Furthermore, the computational time tends to increase exponentially as the size of the decision space increases with excessive storage requirement to process all the elements of the transition probability matrices. In many cases, a probabilistic sensitivity analysis (PSA) will be required where the objective function strongly depends on the probabilistic structure of the SDDP model: however, the simulation runs for the evaluation of the objective function will be constrained because of considerable computational time.

In the computational complexity theory, such a dynamic and stochastic sequential decision problem is classified as a non-deterministic polynomial-time hard (NP-hard) decision problem, which is unlikely to have a polynomial algorithm, hence may need exponential computation time to find the optimal solution in a worst-case^[122]. Polynomial algorithm is a fast algorithm, which guarantees to solve the problem within a number of steps. For the size of problem n, the time or number of steps needed to find the solution is a polynomial function of n. On the other hand, NP-hard problems require times that are exponential functions of the problem size n; therefore the execution times of the latter grow much more rapidly as the problem size increases.

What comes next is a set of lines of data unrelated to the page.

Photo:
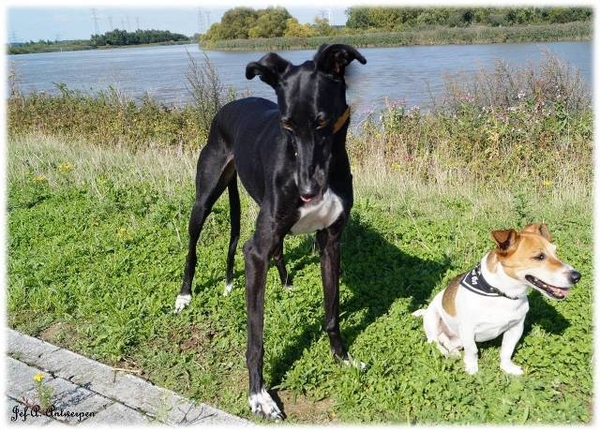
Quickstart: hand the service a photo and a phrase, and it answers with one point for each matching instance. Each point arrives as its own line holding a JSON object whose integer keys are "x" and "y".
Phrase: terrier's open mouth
{"x": 553, "y": 292}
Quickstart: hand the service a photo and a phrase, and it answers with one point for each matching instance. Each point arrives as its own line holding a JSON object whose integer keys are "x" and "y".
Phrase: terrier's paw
{"x": 263, "y": 405}
{"x": 181, "y": 302}
{"x": 471, "y": 367}
{"x": 511, "y": 368}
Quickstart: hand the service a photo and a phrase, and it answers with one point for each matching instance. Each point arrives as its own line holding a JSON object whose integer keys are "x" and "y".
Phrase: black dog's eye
{"x": 287, "y": 125}
{"x": 322, "y": 123}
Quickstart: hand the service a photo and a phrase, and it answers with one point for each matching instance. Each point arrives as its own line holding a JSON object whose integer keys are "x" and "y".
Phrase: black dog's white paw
{"x": 181, "y": 302}
{"x": 263, "y": 405}
{"x": 349, "y": 361}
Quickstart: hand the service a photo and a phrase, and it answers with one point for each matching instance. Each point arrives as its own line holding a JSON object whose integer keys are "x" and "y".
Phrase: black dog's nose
{"x": 308, "y": 192}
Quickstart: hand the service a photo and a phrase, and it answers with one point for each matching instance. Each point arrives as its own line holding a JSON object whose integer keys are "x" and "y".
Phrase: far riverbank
{"x": 568, "y": 32}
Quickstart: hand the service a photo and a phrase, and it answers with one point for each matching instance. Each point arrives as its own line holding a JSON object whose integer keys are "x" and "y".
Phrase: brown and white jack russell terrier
{"x": 492, "y": 298}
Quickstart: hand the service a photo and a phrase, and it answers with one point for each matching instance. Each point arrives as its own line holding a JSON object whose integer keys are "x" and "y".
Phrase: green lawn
{"x": 96, "y": 246}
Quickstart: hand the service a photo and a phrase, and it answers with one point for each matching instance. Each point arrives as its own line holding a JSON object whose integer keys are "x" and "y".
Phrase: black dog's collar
{"x": 475, "y": 282}
{"x": 339, "y": 123}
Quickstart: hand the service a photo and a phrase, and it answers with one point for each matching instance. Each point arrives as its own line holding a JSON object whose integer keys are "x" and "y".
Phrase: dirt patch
{"x": 304, "y": 410}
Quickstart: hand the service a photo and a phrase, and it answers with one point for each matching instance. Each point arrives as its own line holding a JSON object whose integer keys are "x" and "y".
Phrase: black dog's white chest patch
{"x": 318, "y": 216}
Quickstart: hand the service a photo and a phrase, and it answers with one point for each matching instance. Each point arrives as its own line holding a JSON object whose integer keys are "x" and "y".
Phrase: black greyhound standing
{"x": 291, "y": 158}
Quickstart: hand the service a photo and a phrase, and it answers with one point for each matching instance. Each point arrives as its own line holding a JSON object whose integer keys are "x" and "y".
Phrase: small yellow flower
{"x": 38, "y": 377}
{"x": 65, "y": 167}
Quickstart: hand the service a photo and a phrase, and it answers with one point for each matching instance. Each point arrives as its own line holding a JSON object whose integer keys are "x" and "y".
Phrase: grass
{"x": 97, "y": 233}
{"x": 100, "y": 271}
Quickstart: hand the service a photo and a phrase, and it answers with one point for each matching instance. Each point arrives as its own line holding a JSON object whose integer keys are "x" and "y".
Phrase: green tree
{"x": 271, "y": 22}
{"x": 295, "y": 29}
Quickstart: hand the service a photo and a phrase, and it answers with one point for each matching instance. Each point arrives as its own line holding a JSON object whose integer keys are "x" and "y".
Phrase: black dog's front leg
{"x": 329, "y": 244}
{"x": 257, "y": 255}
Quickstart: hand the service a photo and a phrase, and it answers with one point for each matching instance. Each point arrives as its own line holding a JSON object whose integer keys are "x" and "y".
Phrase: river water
{"x": 410, "y": 75}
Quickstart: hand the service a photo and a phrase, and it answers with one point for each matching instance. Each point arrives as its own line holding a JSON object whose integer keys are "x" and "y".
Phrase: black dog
{"x": 291, "y": 158}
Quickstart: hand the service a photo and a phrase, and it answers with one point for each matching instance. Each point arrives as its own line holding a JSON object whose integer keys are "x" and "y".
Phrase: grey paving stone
{"x": 17, "y": 414}
{"x": 25, "y": 348}
{"x": 19, "y": 378}
{"x": 118, "y": 414}
{"x": 104, "y": 395}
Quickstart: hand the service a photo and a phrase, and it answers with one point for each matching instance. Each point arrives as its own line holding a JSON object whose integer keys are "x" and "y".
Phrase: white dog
{"x": 492, "y": 298}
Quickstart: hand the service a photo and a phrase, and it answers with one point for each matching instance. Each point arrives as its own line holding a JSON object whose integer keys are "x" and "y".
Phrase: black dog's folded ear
{"x": 269, "y": 68}
{"x": 333, "y": 59}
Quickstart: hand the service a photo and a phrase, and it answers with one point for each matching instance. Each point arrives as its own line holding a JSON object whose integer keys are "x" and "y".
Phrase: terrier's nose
{"x": 575, "y": 276}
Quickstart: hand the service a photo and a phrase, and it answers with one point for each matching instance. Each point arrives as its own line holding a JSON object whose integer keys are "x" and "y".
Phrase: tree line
{"x": 118, "y": 37}
{"x": 249, "y": 23}
{"x": 400, "y": 18}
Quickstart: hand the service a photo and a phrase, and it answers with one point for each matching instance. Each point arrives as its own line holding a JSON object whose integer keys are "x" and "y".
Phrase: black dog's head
{"x": 312, "y": 102}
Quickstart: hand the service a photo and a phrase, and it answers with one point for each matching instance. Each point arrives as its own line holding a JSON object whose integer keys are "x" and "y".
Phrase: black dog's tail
{"x": 234, "y": 215}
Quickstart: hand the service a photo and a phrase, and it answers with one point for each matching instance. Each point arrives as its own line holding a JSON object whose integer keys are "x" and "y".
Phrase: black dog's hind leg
{"x": 214, "y": 173}
{"x": 329, "y": 246}
{"x": 286, "y": 281}
{"x": 234, "y": 215}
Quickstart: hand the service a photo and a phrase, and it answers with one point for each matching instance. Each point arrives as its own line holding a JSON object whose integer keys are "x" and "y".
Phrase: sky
{"x": 67, "y": 19}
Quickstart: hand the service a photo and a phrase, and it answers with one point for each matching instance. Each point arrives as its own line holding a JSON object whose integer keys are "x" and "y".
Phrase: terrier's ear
{"x": 505, "y": 239}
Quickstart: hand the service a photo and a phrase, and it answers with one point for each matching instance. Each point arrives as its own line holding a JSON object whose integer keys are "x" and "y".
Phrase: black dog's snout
{"x": 574, "y": 276}
{"x": 309, "y": 192}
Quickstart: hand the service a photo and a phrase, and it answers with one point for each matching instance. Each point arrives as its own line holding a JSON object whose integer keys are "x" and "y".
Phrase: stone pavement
{"x": 88, "y": 392}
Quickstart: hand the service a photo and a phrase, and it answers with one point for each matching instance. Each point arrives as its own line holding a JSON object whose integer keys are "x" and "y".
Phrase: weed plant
{"x": 97, "y": 221}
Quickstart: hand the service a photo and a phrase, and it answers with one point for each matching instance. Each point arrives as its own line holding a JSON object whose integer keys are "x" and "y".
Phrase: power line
{"x": 95, "y": 19}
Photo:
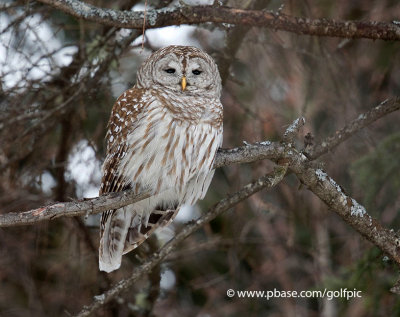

For such NP-hard problems, classic mathematical programming is known to become inefficient and impractical. The key restrictions can be found in both problem specification using mathematical programming and problem solving procedure. To use mathematical programming, firstly, the objective function and all the constraints of the given problem must be formulated in such a way that it fits the optimisation method being used: however, the sequential decision problems are likely to be too complicated to manipulate or to express as explicit functions of the decision variables because of the non-linear, non-additive and probabilistic elements. Furthermore, the classical mathematical programming is useful in finding the optimum of continuous and differentiable functions: however, most sequential decision problems involve objective functions that are not continuous and/or differentiable. Lastly, mathematical programming often involves large numbers of variables and constraints because of the characteristics of combinatorial optimisation problems, which has an enormous number of feasible solutions. This makes the direct enumeration approach infeasible.